This love affair never lost its spark

Donald Hagert has had a lifelong affection for tooling around in vehicles of all kinds, from family sedans, to classic cars to pickup trucks. Mary Lee Hagert/Review

Do you remember the first time you got behind the wheel of a car and put the key in the ignition?

Despite trying, I can’t, but my father, Donald, recalls with amazing clarity the exact moment he first drove a vehicle, even though it took place nearly a lifetime ago.

A labor shortage had developed in his hometown of Remsen, Iowa, because so many men were serving in the military during World War II. A local grocer, J.P. Beck, resorted to hiring inexperienced 16-year-olds to drive his delivery trucks, and one of those kids was my father. 

On his first day, he crawled behind the wheel, and Beck briefly instructed him how to shift the gears and told him to give it a try.

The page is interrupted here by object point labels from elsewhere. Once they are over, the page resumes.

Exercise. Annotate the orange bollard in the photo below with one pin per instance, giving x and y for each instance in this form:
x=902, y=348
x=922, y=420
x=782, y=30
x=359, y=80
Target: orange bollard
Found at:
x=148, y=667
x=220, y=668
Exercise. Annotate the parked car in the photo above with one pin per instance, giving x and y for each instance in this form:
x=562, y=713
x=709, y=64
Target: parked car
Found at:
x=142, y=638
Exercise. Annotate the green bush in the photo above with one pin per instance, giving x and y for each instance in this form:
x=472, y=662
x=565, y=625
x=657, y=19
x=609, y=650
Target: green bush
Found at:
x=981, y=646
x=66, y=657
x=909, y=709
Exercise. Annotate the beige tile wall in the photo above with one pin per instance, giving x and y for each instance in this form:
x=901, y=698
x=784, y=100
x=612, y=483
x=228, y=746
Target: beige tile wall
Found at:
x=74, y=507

With no driver’s license, no driver’s-ed classes and lots of nervous excitement, Dad remembers “grinding the gears all the way around the block, and grinning from ear to ear.”

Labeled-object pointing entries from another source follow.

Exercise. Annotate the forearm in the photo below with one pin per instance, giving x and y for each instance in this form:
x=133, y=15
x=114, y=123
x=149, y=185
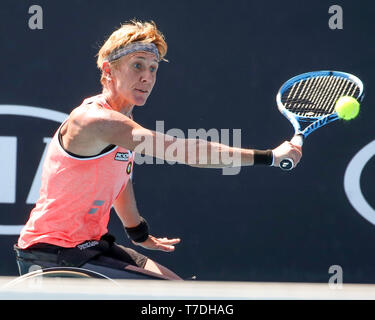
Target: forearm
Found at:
x=217, y=155
x=193, y=152
x=126, y=207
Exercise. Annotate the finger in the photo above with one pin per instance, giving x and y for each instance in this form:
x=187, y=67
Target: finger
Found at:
x=169, y=241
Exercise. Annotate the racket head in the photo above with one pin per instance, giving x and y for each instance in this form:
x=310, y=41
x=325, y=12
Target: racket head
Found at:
x=312, y=96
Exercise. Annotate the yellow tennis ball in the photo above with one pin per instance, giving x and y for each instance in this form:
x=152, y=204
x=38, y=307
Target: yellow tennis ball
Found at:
x=347, y=107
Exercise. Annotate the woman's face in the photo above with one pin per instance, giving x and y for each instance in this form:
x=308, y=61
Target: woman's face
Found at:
x=134, y=77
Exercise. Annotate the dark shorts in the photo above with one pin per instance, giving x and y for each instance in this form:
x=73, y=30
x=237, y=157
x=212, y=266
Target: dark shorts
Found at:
x=104, y=256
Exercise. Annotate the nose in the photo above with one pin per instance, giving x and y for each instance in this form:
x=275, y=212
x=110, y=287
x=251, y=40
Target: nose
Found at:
x=147, y=77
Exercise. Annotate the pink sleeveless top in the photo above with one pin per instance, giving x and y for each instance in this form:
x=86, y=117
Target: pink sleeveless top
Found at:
x=76, y=194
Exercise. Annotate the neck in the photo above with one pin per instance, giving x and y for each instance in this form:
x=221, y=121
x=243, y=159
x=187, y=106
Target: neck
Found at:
x=117, y=103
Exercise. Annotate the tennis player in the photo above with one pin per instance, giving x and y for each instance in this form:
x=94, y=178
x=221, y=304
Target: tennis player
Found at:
x=89, y=164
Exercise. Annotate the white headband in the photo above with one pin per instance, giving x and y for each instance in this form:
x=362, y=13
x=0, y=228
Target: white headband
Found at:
x=133, y=47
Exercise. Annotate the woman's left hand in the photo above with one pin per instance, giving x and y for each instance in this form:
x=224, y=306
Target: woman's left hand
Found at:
x=162, y=244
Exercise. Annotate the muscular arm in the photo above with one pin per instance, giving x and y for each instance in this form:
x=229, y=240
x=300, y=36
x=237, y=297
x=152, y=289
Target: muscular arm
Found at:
x=126, y=207
x=112, y=127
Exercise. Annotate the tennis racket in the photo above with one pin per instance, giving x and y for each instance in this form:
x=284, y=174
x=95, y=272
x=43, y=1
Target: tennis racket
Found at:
x=309, y=99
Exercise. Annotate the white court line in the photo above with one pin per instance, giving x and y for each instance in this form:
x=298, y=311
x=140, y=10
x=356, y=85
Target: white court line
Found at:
x=93, y=289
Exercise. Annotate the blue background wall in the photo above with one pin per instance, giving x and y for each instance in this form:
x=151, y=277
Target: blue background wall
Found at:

After that he spent his summers driving that big truck across the rolling hills of northwest Iowa, dropping off heavy sacks of chicken feed and boxes of groceries at Beck’s stores in nearby towns.

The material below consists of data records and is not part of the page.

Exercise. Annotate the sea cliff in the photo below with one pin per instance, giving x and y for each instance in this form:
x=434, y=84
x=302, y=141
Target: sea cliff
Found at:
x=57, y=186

Navigating unfamiliar roads — with confidence and ease — soon became second nature.

When I was a kid, hitting the open road always involved Dad at the wheel and Mom in the passenger seat with a map on her lap, though she seldom needed to look at it. Dad was always steady and self-assured as he crisscrossed busy highways in our sedans — a Chevy Deluxe, a Nash that Dad says “rode like a Cadillac,” a red Rambler that rattled with every bump on the road, and an Oldsmobile 88. The three kids in the back seat would roll down the windows to let the sweet scents of summertime fill the air.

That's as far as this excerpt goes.